Messaging

History

Designing a reliable communication channel between the drone (equipped with an onboard edge computer - Orin Nano) and the ground control station proved to be one of the most critical—and initially frustrating—challenges in the development.

Why Not ROS?

At first glance, the natural choice for robotics communication might seem to be ROS or ROS2, especially considering their ecosystem of message passing, visualization, tools, and standardized messaging protocols. But we made a deliberate decision not to use either.

The main issue stems from ROS being heavily integrated into its own walled ecosystem. Tools like Cartographer, RViz, or rosbag are fantastic within that environment, but poorly maintained outside it. Many open-source packages built for ROS1 are incompatible with newer Python or system libraries, frequently breaking due to outdated dependencies or missing import paths. On top of this, creating custom, ROS-independent bridges for control systems or vision pipelines was a maintenance nightmare—especially with time constraints.

ROS2, while more modern, introduced additional complexity. It no longer uses TCP or UDP sockets directly but instead builds on DDS (Data Distribution Service)—a much heavier, enterprise-level transport layer that we had no intention of debugging or optimizing. Given our tight development cycles and the embedded nature of our project, we needed something leaner, faster to implement, and easier to reason about.

Our Alternative: ZeroMQ

Instead of relying on ROS, we used ZeroMQ (ZMQ)_ instead. ZMQ is known for its simplicity, speed, and flexibility. Its socket-like API made it easy to integrate into our application while adopting the libraries that we are already familiar with, such as OpenCV and PySide, without the overhead of a full robotics middleware.

ZMQ is just a perfect fit: lightweight, flexible, and highly intuitive once you understand its socket types. It abstracts away the messiness of raw sockets and provides robust patterns for distributed systems: Push/Pull, Request/Reply, and the one we eventually settled on—Publisher/Subscriber.
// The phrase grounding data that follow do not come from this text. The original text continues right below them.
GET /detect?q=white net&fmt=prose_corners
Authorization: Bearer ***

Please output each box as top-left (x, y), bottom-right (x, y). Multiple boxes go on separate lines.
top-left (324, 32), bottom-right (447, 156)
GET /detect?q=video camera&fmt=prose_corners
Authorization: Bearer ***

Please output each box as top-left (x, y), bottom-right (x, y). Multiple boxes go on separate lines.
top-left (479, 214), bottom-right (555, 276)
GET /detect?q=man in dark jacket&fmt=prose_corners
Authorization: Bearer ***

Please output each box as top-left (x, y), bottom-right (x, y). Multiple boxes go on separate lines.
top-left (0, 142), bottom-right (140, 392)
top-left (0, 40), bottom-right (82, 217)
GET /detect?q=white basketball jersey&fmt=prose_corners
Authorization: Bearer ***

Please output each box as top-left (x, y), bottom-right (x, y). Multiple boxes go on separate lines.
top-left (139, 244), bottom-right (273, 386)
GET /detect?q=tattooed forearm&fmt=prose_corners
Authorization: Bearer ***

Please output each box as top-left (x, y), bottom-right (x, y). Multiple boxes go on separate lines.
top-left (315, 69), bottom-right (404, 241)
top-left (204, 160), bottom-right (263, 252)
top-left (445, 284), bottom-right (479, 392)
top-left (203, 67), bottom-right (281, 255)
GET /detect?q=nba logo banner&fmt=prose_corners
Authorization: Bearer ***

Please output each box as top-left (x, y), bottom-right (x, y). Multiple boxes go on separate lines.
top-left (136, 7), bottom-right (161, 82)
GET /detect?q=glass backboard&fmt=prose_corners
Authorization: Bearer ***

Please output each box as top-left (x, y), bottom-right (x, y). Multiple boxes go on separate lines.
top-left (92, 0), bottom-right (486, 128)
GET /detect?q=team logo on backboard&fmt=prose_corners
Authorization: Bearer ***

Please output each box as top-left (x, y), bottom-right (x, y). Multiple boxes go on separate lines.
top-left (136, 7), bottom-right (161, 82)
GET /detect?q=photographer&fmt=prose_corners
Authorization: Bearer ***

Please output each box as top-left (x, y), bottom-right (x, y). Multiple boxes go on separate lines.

Our first experiment used the Push-Pull pattern, which worked in theory given the single-producer/single-consumer relationship between ground station and drone. But in practice, it was brittle. The pull side could block or desynchronize if messages came too fast or if one side rebooted. We switched to the Pub-Sub model, which offered better decoupling, built-in topic filtering, and resilience to restarts. Inspired by the canonical examples in The ZeroMQ Guide, we implemented our own topic-based channels for video frames, command messages, and telemetry.

Pub-Sub Architecture

Message Format

We kept things simple. No protobufs. No custom serializers. All messages are passed as UTF-8 encoded strings. On the subscriber end, we parse them using Python’s built-in split on delimiters where appropriate. This gave us the flexibility to iterate quickly without locking ourselves into a rigid schema.

Server Concurrency Evolution

On the edge server (onboard the drone), the earliest version of our system used traditional Python threads for concurrency—handling each message channel or sensor stream in a separate thread. While this worked, it quickly became hard to manage and prone to subtle bugs, especially during shutdowns or when certain sockets dropped out.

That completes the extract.